I've started reading Harriet Reisen's Louisa May Alcott: The Woman Behind Little Women, and right from the start she's caught my attention. How can you not appreciate an author who on the first page writes:
"Like so many other girls, I fell under the spell of Louisa may Alcott when my mother presented Little Women to me as if it were the key to a magic kingdom. I was taken into Louisa's story so completely that a book with covers and pages has no place in my memory of the experience. While I was there, by my mother's decree, my life was suspended."
The passage actually gave me shivers. I love the idea of a story being so wonderful and captivating that it transcends the physical, a book with pages, and the reader literally falls into the story and becomes part of its world. Those are always the best books and it's not every read that achieves that completeness.
I don't actually remember when I first read Little Women. I think I must have read an abridged version or some sort of junior reader, as it seems I always knew the story, but I don't have a recollection of being swept up in its pages. I read it properly just a few years ago and enjoyed it immensely, but I think it probably works its magic best on a younger, fresher reader. Of course this is not to say I didn't appreciate it very much, as I did and have been curious about the woman who wrote it. I decided now's the time to read biography--in anticipation of the documentary airing next month.
It seems Reisen has long wanted to make a film about Louisa May Alcott. She's spent more than twenty years reading Alcott's work and researching her life and finally got together the funding for her project. The book is a result of her work and seems to have been written in conjunction with the making of the film. I've only just started reading, and my teaser is from the first chapter as Reisen introduces the reader to Louisa's mother and father. I find her father, Bronson, especially interesting. He had only a rudimentary education, but but worked hard to educate himself. "They (Bronson and his cousin William) assembled their own library of stray books hoarded by relatives, now and then scraping together enough money to purchase a volume." Imagine scraping money together to buy "A volume". I'm feeling especially fortunate at the moment.
My teaser, however, is about the school Bronson worked at and the innovations he tried.

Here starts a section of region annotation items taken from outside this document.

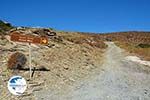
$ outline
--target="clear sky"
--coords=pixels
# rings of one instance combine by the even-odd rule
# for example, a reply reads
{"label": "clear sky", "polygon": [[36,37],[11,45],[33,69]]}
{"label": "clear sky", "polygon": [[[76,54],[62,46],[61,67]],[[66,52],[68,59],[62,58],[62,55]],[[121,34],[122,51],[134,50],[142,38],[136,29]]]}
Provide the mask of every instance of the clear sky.
{"label": "clear sky", "polygon": [[65,31],[150,31],[150,0],[0,0],[0,19]]}

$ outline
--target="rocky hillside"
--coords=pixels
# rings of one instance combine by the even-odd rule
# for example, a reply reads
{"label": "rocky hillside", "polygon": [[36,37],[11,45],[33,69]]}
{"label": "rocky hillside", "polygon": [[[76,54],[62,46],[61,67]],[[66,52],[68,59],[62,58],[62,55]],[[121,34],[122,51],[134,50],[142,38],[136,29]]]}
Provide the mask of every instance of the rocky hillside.
{"label": "rocky hillside", "polygon": [[99,36],[102,40],[115,41],[133,55],[150,60],[150,32],[117,32]]}
{"label": "rocky hillside", "polygon": [[[48,37],[47,45],[32,44],[32,68],[35,69],[28,89],[21,97],[13,96],[7,89],[7,81],[13,75],[29,79],[28,44],[13,42],[10,34],[17,32]],[[7,34],[6,34],[7,33]],[[62,89],[89,76],[103,63],[103,52],[107,46],[96,36],[76,32],[58,32],[43,28],[11,28],[0,36],[0,99],[20,100],[34,98],[34,92],[43,88]],[[27,62],[22,69],[8,69],[11,55],[19,52]],[[13,61],[13,60],[12,60]],[[11,62],[9,62],[11,63]]]}

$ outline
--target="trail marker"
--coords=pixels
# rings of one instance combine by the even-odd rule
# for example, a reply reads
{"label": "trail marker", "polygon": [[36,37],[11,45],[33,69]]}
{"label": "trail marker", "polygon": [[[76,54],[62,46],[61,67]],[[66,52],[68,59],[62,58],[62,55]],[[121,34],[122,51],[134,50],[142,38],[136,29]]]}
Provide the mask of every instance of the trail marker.
{"label": "trail marker", "polygon": [[10,40],[14,41],[14,42],[28,43],[28,47],[29,47],[30,79],[31,79],[31,77],[32,77],[31,43],[46,45],[46,44],[48,44],[48,38],[47,37],[33,36],[33,35],[25,35],[25,34],[20,34],[18,32],[12,32],[11,35],[10,35]]}

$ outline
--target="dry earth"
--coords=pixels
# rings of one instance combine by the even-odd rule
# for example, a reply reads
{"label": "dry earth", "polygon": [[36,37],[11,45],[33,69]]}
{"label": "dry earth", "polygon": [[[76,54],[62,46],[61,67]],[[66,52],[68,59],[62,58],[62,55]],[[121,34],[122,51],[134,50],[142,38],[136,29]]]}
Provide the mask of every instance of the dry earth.
{"label": "dry earth", "polygon": [[149,100],[150,68],[126,60],[127,53],[110,42],[103,71],[65,91],[50,89],[36,92],[37,100]]}

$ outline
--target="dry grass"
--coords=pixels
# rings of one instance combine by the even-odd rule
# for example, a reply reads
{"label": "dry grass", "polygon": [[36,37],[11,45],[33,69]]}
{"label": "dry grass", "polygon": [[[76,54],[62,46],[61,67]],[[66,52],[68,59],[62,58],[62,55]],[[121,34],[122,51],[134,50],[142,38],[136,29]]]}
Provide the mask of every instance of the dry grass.
{"label": "dry grass", "polygon": [[132,43],[125,43],[125,42],[116,42],[118,46],[124,48],[125,50],[129,51],[130,53],[134,53],[145,60],[150,61],[150,48],[140,48],[137,47],[136,44]]}
{"label": "dry grass", "polygon": [[101,41],[97,34],[86,33],[61,33],[61,36],[75,44],[88,44],[91,47],[105,49],[107,45]]}

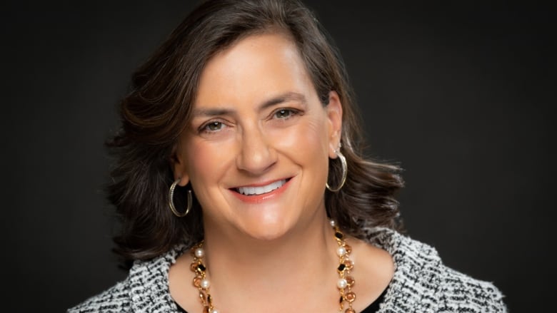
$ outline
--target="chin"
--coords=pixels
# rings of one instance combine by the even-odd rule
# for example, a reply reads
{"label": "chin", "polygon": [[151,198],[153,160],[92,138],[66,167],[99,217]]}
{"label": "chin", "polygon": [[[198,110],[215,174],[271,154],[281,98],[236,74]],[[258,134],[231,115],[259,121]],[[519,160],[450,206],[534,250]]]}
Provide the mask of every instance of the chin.
{"label": "chin", "polygon": [[280,239],[289,230],[288,225],[283,220],[264,221],[244,226],[242,231],[257,240],[271,241]]}

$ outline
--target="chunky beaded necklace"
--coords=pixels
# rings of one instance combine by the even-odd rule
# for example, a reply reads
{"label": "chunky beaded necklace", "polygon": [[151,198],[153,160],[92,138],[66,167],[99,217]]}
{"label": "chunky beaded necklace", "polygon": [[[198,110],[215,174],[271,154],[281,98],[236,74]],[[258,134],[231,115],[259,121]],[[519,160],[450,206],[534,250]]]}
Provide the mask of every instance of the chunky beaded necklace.
{"label": "chunky beaded necklace", "polygon": [[[352,302],[356,299],[356,294],[352,291],[355,281],[354,277],[350,274],[354,267],[353,262],[350,260],[350,252],[352,252],[352,248],[346,244],[344,240],[344,234],[336,226],[335,221],[331,220],[330,222],[335,231],[334,238],[338,245],[338,247],[336,249],[336,255],[338,256],[338,266],[336,267],[338,280],[336,282],[336,287],[341,294],[338,311],[342,312],[344,309],[344,304],[347,304],[348,307],[344,312],[356,313],[356,311],[352,309]],[[209,291],[211,283],[207,279],[207,267],[203,260],[205,256],[203,245],[204,242],[201,241],[192,247],[191,250],[194,261],[190,265],[190,269],[195,274],[194,286],[199,292],[199,300],[204,307],[203,312],[219,313],[213,304],[213,297]]]}

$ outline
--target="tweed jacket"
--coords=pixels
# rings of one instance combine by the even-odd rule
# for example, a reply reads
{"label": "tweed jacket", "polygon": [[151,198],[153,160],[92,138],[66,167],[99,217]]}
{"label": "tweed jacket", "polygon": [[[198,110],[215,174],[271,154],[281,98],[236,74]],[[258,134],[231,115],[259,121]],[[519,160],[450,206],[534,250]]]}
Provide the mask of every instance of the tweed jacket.
{"label": "tweed jacket", "polygon": [[[506,312],[495,286],[446,267],[434,248],[391,230],[364,230],[367,241],[388,252],[396,265],[378,312]],[[126,279],[68,312],[178,312],[169,292],[169,268],[187,248],[179,245],[136,262]]]}

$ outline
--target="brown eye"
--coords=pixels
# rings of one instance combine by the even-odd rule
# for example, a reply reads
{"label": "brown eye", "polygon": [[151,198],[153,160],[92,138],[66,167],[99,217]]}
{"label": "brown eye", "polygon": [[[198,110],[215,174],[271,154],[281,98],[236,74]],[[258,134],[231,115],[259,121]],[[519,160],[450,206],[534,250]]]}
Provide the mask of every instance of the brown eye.
{"label": "brown eye", "polygon": [[211,122],[205,125],[205,130],[209,131],[219,131],[224,127],[221,122]]}
{"label": "brown eye", "polygon": [[288,118],[293,115],[294,112],[292,110],[288,108],[281,108],[275,112],[275,117],[276,118]]}

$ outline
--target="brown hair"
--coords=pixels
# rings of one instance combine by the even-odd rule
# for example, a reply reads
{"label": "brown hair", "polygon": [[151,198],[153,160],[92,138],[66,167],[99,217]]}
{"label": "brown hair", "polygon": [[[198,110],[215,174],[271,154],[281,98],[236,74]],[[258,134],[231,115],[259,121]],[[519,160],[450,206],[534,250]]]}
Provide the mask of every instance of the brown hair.
{"label": "brown hair", "polygon": [[[398,227],[393,194],[403,185],[398,168],[363,158],[359,116],[346,70],[313,14],[297,0],[211,0],[193,11],[134,74],[121,102],[121,129],[107,143],[117,160],[108,197],[122,222],[116,251],[125,259],[149,259],[178,242],[202,238],[201,208],[195,199],[186,217],[169,208],[173,148],[189,120],[199,77],[211,56],[247,36],[277,31],[296,45],[323,106],[331,91],[343,106],[342,152],[348,175],[339,192],[326,192],[327,214],[356,237],[363,222]],[[338,185],[341,175],[340,162],[331,160],[328,183]],[[178,207],[185,207],[184,195],[174,195]]]}

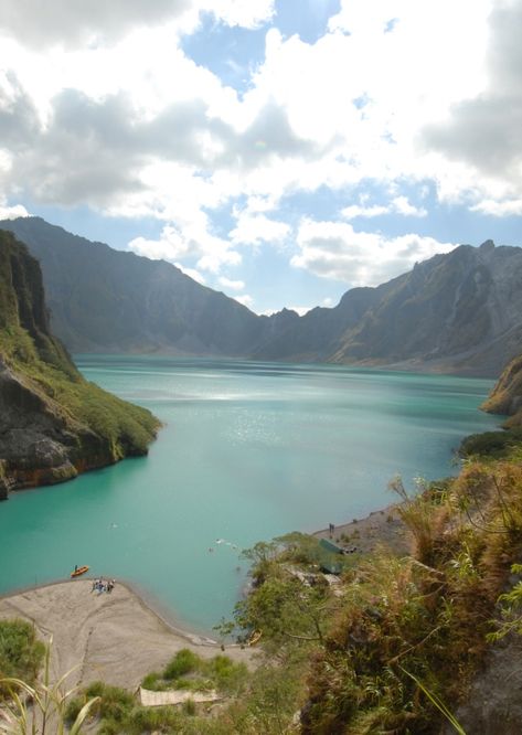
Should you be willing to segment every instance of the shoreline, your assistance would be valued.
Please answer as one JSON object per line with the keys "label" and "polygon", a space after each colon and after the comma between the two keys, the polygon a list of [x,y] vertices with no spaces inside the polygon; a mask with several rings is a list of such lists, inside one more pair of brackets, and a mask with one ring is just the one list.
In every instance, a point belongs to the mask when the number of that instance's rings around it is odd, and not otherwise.
{"label": "shoreline", "polygon": [[[103,680],[136,691],[181,649],[203,658],[223,653],[251,664],[255,649],[225,645],[173,626],[125,582],[93,592],[93,579],[65,579],[0,597],[0,619],[24,618],[39,637],[52,638],[51,673],[67,686]],[[252,665],[252,664],[251,664]]]}

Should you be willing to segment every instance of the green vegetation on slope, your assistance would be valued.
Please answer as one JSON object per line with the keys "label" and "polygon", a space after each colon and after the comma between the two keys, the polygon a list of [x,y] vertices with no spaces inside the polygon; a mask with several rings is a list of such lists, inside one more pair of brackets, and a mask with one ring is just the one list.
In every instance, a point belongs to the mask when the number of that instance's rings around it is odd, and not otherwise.
{"label": "green vegetation on slope", "polygon": [[[3,231],[0,232],[0,368],[9,371],[6,375],[10,381],[1,396],[4,411],[12,408],[17,414],[21,407],[22,413],[32,409],[50,417],[47,425],[53,423],[55,429],[47,430],[47,435],[53,440],[61,435],[77,471],[145,454],[159,427],[150,412],[82,377],[61,342],[50,333],[36,260]],[[19,388],[13,387],[14,382]],[[20,397],[21,393],[25,397]],[[10,401],[17,403],[11,405]]]}
{"label": "green vegetation on slope", "polygon": [[522,355],[509,363],[482,408],[509,415],[505,428],[522,426]]}
{"label": "green vegetation on slope", "polygon": [[[0,620],[0,680],[23,679],[32,684],[39,674],[45,646],[36,640],[33,626],[25,620]],[[0,701],[11,688],[0,681]]]}

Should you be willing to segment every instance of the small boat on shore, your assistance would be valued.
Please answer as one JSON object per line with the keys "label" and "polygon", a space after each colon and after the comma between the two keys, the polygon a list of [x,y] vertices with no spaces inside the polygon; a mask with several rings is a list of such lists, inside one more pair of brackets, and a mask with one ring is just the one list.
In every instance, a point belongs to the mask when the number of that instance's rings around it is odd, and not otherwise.
{"label": "small boat on shore", "polygon": [[79,577],[82,574],[85,574],[88,572],[88,566],[77,566],[75,567],[74,572],[71,572],[72,577]]}
{"label": "small boat on shore", "polygon": [[252,636],[248,638],[248,646],[255,646],[260,637],[262,637],[262,631],[260,630],[254,630]]}

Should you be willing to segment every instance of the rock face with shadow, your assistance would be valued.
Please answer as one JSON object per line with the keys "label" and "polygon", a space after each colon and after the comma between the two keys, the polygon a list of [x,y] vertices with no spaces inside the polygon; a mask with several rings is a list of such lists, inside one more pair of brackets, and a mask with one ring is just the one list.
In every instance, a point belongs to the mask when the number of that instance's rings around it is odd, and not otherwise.
{"label": "rock face with shadow", "polygon": [[497,377],[522,342],[522,248],[460,245],[331,309],[257,316],[163,260],[40,217],[0,222],[42,266],[53,331],[73,352],[164,352]]}
{"label": "rock face with shadow", "polygon": [[50,331],[38,262],[0,232],[0,498],[145,454],[158,426],[82,377]]}
{"label": "rock face with shadow", "polygon": [[504,369],[482,408],[491,414],[509,416],[505,428],[522,426],[522,355]]}

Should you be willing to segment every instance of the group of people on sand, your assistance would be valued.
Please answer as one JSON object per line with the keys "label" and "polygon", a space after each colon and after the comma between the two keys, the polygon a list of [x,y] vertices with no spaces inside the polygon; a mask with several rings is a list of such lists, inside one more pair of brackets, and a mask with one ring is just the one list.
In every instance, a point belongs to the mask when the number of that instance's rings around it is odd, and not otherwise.
{"label": "group of people on sand", "polygon": [[90,592],[97,592],[98,595],[102,593],[111,593],[114,589],[114,586],[116,584],[116,579],[103,579],[102,577],[99,579],[93,579],[93,589]]}

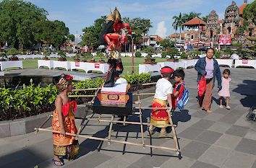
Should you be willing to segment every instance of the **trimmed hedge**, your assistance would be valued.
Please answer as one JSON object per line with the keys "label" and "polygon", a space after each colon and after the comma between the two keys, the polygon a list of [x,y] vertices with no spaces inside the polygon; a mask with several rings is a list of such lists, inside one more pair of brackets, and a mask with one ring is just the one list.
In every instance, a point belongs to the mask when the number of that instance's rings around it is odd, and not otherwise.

"At last Bronson landed a teaching job at the Cheshire public school. Eagerly he set out to overturn education as he had known it. He transformed the Spartan schoolroom along Athenian lines, dignifying his students as he added backs to the uncomfortable benches, improved the lighting and heating, and provided individual slates for writing, paying for it all himself. He banished rote learning and memorization that suffocated curiosity, and avoided corporal punishment in favor of more respectful forms of social organization, including an honor system. He elicited his pupils' opinions, guiding their discussions along Socratic lines, posing questions rather than imparting facts."
The educational system was quite different than how we know it now, wasn't it? Bronson seems a fascinating individual, but why do I think the Alcott's lives were on the tumultuous side? I'm not as familiar with Louisa's story or the Transcendentalists or the life stories of any of the other authors working at that time in New England for that matter (what little I learned in high school has long since faded away). I'm hoping this will be a good introduction to this period and I feel another reading tangent coming on. First, though, I'm off to read about Louisa May Alcott!